Often, the specific operating conditions (or states) of the system must be taken into account for failsafe engineering (e.g. is the vehicle being accelerated or decelerated, is it driving straight or in a narrow curve, is the road surface slippery or icy...).

Risk analysis for Mechatronic systems is not in the scope of the classical FMEA analysis. New concepts and features have to be used to cope with these problems.

The description of the complex interrelationships of Mechatronics systems is done in the failure net of the APIS IQ-Software.

In the following example there is an analysis of how a failure of a sensor ("wrong signal") with two causes has effects on a Mechatronics system with two different operating conditions (operating and passive state).

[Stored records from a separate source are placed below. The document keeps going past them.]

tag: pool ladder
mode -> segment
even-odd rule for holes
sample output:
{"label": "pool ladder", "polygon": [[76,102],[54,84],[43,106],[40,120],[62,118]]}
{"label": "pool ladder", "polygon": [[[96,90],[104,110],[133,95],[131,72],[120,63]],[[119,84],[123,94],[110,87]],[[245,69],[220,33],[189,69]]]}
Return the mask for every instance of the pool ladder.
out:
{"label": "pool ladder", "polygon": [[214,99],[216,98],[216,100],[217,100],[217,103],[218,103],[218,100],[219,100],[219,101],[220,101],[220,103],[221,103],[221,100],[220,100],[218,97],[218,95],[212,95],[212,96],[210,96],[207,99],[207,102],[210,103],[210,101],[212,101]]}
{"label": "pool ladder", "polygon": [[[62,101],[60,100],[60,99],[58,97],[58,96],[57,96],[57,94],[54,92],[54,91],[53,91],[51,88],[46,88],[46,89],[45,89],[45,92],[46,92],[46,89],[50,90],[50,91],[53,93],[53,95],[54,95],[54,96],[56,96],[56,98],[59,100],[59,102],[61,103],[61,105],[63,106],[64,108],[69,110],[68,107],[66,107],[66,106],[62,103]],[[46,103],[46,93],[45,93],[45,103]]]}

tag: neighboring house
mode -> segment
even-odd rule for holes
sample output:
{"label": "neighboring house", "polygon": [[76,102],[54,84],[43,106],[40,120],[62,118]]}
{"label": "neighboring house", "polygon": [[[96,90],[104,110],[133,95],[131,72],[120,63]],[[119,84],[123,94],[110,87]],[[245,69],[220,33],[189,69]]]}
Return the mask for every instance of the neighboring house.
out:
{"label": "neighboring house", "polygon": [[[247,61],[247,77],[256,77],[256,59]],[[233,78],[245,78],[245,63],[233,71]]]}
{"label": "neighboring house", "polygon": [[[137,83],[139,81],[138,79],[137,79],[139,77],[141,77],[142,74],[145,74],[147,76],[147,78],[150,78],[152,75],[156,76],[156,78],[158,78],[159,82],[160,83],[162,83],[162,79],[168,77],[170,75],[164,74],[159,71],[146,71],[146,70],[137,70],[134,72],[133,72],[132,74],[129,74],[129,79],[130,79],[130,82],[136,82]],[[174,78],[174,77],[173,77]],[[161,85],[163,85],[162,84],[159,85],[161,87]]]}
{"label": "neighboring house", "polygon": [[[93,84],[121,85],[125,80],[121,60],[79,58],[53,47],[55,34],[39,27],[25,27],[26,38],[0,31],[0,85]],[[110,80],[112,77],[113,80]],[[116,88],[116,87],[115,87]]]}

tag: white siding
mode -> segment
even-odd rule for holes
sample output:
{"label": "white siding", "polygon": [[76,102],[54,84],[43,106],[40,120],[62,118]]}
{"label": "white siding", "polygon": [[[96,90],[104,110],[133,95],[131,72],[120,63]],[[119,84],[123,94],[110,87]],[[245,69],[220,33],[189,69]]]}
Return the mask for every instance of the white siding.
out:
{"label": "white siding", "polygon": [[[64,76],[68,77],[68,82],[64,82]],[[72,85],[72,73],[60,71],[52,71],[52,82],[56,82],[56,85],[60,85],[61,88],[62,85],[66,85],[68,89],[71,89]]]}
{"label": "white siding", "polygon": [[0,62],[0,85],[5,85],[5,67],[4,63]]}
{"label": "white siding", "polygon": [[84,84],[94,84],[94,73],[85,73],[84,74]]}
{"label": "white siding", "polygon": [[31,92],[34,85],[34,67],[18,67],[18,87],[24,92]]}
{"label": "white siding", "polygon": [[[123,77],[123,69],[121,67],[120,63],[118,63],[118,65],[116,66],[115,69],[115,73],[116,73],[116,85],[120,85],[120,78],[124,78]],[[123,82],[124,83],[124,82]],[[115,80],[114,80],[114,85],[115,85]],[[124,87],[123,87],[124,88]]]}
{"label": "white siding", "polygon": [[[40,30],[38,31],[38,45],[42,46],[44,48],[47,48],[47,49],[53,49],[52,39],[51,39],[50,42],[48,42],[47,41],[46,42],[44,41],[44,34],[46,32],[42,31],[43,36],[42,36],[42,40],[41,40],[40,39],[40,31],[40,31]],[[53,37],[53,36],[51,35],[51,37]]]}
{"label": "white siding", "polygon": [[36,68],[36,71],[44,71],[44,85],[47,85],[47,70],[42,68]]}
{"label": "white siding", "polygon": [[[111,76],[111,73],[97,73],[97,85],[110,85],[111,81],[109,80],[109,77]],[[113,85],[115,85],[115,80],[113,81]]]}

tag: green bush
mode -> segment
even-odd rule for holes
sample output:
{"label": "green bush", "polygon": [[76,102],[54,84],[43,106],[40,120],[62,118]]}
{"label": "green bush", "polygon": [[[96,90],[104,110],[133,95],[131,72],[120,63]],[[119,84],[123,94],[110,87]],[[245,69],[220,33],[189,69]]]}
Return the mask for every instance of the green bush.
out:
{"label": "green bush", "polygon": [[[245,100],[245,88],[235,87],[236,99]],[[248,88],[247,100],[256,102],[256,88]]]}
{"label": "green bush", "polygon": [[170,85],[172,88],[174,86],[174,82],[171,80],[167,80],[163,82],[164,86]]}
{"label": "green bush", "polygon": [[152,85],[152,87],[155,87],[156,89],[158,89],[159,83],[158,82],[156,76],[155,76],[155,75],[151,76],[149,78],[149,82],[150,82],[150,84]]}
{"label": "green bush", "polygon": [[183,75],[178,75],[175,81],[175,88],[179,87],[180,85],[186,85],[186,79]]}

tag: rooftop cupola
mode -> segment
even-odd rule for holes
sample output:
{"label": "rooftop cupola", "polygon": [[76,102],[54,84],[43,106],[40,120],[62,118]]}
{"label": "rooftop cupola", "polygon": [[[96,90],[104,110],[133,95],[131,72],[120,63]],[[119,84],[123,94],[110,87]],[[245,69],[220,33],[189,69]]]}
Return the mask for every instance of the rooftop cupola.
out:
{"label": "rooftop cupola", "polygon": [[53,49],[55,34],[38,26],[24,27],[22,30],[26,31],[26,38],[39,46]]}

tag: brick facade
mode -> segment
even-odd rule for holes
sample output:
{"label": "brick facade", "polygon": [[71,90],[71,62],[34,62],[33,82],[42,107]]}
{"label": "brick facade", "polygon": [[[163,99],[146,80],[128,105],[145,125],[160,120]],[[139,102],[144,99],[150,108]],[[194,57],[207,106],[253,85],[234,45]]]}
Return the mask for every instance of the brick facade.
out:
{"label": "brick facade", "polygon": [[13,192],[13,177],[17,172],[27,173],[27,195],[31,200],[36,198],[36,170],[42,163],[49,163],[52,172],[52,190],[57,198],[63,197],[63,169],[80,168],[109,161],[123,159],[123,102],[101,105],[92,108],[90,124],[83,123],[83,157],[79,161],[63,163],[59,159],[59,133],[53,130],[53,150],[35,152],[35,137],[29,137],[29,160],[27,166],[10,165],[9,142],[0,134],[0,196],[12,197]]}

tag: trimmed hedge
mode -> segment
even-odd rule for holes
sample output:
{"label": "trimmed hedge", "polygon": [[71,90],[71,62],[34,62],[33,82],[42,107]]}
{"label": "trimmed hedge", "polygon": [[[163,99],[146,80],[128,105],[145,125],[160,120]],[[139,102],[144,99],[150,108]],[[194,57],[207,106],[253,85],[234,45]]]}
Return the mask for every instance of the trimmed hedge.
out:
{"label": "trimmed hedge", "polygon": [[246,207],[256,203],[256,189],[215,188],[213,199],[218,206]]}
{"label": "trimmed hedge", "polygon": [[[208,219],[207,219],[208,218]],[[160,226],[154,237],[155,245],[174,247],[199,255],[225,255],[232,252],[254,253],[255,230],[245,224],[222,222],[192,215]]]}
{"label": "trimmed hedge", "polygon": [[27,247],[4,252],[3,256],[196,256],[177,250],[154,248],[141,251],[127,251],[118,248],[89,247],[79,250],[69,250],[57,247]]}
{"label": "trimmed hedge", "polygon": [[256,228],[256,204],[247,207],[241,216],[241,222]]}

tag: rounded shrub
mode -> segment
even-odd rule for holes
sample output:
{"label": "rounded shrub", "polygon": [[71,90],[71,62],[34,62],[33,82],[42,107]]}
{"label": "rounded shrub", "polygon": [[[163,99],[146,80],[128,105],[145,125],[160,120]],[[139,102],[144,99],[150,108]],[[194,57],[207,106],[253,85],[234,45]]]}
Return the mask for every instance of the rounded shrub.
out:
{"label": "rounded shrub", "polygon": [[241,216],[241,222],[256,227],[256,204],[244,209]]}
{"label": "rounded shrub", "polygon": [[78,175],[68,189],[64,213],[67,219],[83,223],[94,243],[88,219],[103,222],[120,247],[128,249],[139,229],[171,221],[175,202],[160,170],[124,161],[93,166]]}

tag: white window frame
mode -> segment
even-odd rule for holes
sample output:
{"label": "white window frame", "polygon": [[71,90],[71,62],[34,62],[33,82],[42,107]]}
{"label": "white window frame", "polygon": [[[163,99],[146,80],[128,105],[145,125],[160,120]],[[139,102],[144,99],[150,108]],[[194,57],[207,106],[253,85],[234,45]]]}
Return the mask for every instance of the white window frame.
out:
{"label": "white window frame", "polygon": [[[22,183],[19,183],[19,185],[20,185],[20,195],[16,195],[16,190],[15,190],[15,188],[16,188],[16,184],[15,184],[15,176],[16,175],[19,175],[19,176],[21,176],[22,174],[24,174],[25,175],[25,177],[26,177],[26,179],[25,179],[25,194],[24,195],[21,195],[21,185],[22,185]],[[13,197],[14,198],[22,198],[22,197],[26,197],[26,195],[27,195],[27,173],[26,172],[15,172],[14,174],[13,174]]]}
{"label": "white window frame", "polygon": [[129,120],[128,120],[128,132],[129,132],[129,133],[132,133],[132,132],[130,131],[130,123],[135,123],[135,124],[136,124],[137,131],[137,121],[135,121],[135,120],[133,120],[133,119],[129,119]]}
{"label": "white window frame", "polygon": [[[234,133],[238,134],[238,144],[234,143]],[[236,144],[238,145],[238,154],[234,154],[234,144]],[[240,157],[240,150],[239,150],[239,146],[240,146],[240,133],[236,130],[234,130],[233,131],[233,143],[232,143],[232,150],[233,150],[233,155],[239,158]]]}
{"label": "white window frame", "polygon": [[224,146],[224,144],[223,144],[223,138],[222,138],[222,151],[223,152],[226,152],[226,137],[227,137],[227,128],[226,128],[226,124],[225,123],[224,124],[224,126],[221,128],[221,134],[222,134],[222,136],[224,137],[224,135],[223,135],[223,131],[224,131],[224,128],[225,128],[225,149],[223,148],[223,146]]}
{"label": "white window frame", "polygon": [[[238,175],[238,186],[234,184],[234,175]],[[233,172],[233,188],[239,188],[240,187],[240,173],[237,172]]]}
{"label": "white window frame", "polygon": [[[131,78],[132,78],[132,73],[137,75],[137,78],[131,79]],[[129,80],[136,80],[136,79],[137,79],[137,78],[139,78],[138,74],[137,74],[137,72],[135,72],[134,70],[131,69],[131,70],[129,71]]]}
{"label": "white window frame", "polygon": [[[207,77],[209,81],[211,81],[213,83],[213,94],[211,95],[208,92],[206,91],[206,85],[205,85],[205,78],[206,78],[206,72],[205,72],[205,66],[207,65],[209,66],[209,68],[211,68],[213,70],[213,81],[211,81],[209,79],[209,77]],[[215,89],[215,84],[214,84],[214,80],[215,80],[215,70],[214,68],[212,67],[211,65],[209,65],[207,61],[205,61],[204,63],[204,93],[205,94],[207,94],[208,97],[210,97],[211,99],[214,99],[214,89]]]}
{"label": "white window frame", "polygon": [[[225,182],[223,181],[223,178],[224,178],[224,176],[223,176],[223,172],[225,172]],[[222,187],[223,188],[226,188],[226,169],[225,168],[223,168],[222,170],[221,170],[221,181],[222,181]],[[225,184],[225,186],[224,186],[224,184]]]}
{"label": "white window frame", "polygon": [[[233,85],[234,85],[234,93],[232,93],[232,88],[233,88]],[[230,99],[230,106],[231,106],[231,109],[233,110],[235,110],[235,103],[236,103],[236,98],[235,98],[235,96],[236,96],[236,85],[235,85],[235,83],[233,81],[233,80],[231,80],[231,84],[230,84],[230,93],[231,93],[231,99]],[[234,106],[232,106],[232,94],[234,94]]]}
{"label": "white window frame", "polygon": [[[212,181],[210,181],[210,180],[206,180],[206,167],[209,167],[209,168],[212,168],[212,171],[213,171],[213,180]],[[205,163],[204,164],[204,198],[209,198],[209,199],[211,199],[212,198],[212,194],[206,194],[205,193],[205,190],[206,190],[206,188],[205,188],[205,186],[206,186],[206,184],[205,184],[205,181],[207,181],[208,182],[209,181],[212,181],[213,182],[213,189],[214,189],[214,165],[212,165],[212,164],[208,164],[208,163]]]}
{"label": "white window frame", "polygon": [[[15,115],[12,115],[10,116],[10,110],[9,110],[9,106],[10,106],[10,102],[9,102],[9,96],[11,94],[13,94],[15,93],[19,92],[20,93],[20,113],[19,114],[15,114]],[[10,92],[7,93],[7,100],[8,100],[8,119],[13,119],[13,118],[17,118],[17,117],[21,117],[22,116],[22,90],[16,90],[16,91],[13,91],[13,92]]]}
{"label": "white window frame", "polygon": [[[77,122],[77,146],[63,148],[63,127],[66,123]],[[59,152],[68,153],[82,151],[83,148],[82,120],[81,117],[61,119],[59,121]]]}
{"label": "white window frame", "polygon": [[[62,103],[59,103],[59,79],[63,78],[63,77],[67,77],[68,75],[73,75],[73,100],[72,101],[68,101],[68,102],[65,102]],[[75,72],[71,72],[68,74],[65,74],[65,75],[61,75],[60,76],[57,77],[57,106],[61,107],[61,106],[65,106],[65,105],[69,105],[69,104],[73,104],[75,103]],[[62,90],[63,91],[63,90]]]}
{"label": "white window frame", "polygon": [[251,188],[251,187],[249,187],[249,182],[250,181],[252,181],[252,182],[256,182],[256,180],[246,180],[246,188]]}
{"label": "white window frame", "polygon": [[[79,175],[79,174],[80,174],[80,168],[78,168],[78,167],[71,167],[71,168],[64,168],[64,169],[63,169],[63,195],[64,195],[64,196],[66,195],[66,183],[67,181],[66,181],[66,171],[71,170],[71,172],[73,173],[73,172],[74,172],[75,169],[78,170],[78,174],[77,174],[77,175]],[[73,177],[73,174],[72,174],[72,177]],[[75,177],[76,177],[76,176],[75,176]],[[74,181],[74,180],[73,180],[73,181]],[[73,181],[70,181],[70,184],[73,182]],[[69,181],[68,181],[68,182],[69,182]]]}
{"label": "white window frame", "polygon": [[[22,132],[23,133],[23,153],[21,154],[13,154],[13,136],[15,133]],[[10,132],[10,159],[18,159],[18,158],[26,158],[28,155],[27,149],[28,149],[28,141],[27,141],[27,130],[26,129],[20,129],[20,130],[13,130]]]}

Fig. 1 Failure Net with operating states

If a failure occurs during the operation state of the system there are two alternative continuation paths. One path with failure detection and another path without failure detection.

Fig. 2 Failure Net with failure detection and operating state

However, if a failure detection is activated, a failure reaction can be triggered which causes the system to continue operation in a fail safe mode.

Fig 3. Failure net with failure reaction, failure detection and operating state

Since failure detection and failure reaction are derived from functions it is possible to perform a risk analysis for them as well ("what will happen if detection doesn't work").

Operating states, failure detections and failure reactions may be combined with each other within the failure net and are independent from each other. For example it isn't implicitly necessary to include operating states into the analysis if only failure reaction of a system is to be reviewed.

Operating states, failure detections and reactions can be used as filter criteria. For example, in a failure net only paths with a certain failure detection or a certain operating state can be viewed and all others may be faded out.